Why Directly Observed Therapy Matters
TB treatment only works if you take every dose. Missing doses or stopping early allows the bacteria to survive and potentially develop resistance, which puts both you and the people around you at risk. That’s why health systems worldwide rely on a strategy called directly observed therapy, or DOT.
With DOT, a healthcare worker or trained person watches you take each dose of your medication. This isn’t about trust. The CDC recommends DOT for all patients with TB disease, including children, because there’s no reliable way to predict who will stick with a months-long regimen without support. During each session, the observer also checks in on how you’re feeling and whether you’re experiencing side effects.

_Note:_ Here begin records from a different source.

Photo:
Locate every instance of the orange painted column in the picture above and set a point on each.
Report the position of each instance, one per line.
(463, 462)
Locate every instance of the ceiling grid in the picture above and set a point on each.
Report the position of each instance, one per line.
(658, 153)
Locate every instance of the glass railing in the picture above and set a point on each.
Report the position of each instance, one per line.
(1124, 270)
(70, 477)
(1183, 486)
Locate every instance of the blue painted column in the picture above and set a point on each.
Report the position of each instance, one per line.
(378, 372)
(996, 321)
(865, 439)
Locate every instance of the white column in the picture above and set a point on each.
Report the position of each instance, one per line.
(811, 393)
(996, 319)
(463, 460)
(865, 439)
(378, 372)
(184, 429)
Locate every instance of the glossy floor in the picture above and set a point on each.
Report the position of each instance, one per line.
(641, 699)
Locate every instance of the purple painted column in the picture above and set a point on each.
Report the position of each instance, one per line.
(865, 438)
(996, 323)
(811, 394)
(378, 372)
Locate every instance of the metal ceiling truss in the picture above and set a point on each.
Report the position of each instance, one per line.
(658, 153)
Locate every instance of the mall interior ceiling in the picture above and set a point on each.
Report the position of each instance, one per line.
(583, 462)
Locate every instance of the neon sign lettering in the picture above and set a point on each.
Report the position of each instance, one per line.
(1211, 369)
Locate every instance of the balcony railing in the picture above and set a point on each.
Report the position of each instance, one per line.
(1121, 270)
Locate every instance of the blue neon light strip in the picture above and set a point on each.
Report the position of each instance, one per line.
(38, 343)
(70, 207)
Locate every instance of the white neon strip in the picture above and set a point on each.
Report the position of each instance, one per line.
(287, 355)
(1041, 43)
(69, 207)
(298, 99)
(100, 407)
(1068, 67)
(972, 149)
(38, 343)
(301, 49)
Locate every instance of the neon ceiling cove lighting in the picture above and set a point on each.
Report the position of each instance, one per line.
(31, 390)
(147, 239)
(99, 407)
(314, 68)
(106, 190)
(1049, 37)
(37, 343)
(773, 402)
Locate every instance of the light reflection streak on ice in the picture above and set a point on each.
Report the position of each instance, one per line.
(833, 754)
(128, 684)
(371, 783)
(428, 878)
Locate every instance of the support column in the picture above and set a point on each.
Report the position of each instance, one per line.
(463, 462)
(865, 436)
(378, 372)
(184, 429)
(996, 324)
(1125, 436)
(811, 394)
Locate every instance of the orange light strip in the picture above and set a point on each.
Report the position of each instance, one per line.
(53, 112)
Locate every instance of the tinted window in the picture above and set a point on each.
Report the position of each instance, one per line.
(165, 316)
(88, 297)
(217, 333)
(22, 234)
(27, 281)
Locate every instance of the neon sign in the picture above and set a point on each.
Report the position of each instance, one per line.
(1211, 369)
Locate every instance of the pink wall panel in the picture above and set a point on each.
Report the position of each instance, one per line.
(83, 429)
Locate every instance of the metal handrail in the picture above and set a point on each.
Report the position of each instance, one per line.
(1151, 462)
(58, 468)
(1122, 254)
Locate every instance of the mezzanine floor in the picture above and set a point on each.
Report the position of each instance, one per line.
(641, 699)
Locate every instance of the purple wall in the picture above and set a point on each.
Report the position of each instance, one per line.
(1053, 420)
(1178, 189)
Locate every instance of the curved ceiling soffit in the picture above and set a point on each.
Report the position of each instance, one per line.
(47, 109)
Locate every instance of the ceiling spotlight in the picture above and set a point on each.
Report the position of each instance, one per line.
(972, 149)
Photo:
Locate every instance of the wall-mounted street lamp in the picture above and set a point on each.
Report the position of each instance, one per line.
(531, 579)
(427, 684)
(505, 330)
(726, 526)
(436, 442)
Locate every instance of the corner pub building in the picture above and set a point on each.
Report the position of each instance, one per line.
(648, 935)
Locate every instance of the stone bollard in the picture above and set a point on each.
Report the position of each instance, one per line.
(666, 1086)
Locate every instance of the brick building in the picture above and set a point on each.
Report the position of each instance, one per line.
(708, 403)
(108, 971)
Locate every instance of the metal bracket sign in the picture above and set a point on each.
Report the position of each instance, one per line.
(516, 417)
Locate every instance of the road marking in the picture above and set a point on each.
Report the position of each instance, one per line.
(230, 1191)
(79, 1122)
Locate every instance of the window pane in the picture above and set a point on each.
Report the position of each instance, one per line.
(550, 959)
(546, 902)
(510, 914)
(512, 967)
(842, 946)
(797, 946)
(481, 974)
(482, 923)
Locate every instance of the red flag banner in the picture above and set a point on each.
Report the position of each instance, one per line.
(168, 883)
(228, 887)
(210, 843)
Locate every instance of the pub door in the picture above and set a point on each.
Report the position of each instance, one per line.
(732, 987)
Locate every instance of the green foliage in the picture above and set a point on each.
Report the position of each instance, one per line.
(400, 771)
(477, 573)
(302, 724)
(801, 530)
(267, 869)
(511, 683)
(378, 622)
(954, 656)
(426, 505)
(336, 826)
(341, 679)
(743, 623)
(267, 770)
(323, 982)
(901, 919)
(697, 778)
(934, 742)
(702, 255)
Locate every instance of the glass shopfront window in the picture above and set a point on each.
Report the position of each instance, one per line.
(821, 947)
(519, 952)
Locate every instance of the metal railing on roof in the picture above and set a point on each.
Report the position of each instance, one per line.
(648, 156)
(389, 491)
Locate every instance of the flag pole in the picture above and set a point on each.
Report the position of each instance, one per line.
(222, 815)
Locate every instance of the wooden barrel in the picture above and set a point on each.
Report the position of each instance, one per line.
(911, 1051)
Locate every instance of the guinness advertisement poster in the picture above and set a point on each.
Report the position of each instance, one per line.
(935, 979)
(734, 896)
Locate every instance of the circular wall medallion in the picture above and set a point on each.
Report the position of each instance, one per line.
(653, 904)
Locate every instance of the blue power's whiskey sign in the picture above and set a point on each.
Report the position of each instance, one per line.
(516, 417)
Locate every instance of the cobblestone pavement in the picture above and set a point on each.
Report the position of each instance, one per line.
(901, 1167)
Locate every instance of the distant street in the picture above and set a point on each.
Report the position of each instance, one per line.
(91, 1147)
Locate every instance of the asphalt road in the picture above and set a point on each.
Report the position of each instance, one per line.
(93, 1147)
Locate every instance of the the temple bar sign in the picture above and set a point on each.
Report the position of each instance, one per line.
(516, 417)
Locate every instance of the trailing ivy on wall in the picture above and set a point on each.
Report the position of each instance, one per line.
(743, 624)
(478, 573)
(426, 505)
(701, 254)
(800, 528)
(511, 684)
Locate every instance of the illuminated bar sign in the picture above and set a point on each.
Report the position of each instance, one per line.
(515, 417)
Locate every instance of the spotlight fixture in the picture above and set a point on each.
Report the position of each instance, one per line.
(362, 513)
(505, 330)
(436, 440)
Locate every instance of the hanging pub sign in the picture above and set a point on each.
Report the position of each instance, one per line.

DOT doesn’t have to mean showing up at a clinic every day. It can happen wherever is convenient for you, and many programs now offer electronic DOT (eDOT), where you take your medication over a video call using a smartphone, tablet, or computer. The flexibility makes it easier to keep up with treatment without disrupting your daily life.
Treatment for Children
Children with TB receive the same core drugs as adults, but doses are calculated by weight rather than given in fixed amounts. For children under 25 kg, child-friendly dispersible tablets are preferred because they can be dissolved in water, making them much easier to swallow. Older children weighing 25 to 35 kg can use either dispersible or adult tablet formulations, and switching to adult pills at that stage reduces the number of tablets they need to take.
For very young children under 5 kg, dosing accounts for both age and weight, since the body processes drugs differently in the first few months of life. Children under 3 months may need adjusted doses of certain medications. For severely ill children who can’t swallow, dispersible tablets can be given through a nasogastric tube.